Man, I totally used to be the same way. It was an outlet for me for years and years. More than that; it was an identity to be honest. But the past couple years that passion waned. It took me a month to swap midbass drivers - which doesn't even require more effort than simply cutting new rings – because I just didn’t want to mess with it. I also spent years testing drivers and spending endless hours posting data to my website and I let that go, too, for the same reasons. For me it’s just burn out. I probably spent ½ of my time for years doing something that was audio related and I don’t do this for a living. I still enjoy going to shows and hanging out with my friends. I still enjoy tinkering. But I know me well enough to know that it takes me forever to complete an install and I know why. So I’m taking a backseat this time and handing the majority of the workload off to someone I trust to do it for me and then I’ll spend my time filling in the gaps and tuning.


----------



## DavidRam

ErinH said:


> Man, I totally used to be the same way. It was an outlet for me for years and years. More than that; it was an identity to be honest. But the past couple years that passion waned. It took me a month to swap midbass drivers - which doesn't even require more effort than simply cutting new rings – because I just didn’t want to mess with it. I also spent years testing drivers and spending endless hours posting data to my website and I let that go, too, for the same reasons. For me it’s just burn out. I probably spent ½ of my time for years doing something that was audio related and I don’t do this for a living. I still enjoy going to shows and hanging out with my friends. I still enjoy tinkering. But I know me well enough to know that it takes me forever to complete an install and I know why. So I’m taking a backseat this time and handing the majority of the workload off to someone I trust to do it for me and then I’ll spend my time filling in the gaps and tuning.


Yeah, I totally get it... Sometimes we grow out of things and/or our interests and circumstances change. 

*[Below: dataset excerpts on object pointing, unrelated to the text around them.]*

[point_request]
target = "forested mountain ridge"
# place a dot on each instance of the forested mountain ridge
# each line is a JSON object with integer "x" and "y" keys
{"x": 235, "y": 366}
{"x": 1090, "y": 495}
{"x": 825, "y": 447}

I work a white collar job, so to speak, but I have always loved to work with my hands to build, fabricate and tinker ESPECIALLY on cars. Maybe it's partially due to my line of work being so unfulfilling and this innate desire I have for a sense of accomplishment. 

Also, it's disgusting to me how poor workmanship is becoming the norm... I even do my own oil changes because, somehow, shops can even **** that one up!  Lol

The audio phase (pun intended) may or mar not pass for me, but the love for all things cars will never.


----------



## ErinH

DavidRam said:


> I even do my own oil changes because, somehow, shops can even **** that one up!  Lol


No joke. I started changing my own oil a few years ago for this very reason; thanks to a dummy at Wal-Mart. I don't do much more in way of car maintenance myself but I do some things like oil and brakes. Oh, and turn signal fluid. :laugh:


----------



## chithead

Same here. Had a shop use an air ratchet on the drain plug, ended up having to take it to the dealer to have them get the plug out. Do all my own oil changes now.


----------



## ErinH

chithead said:


> Same here. Had a shop use an air ratchet on the drain plug, ended up having to take it to the dealer to have them get the plug out. Do all my own oil changes now.


Wow.

My experience was kind of the opposite. The drain plug wasn't screwed on all the way. Was dripping some oil and found out. I'm guessing the dude hand-tightened it and forgot to tighten it the rest of the way. Maybe he got confused between the filter and the drain plug. :laugh:


----------



## DavidRam

ErinH said:


> No joke. I started changing my own oil a few years ago for this very reason; thanks to a dummy at Wal-Mart. I don't do much more in way of car maintenance myself but I do some things like oil and brakes. Oh, and turn signal fluid. :laugh:


Lol

I have been using Redline oil in all of my vehicles for a while now, so that's another reason I do my own. 

The loose filter, loose drain plug issue happened to me a couple times. One time, a majority of the oil drained out before I caught it!!


----------



## bigbubba

DavidRam said:


> The install is part of the fun and learning experience. Sometimes I wonder if I enjoy the install more than I enjoy the music when it's done!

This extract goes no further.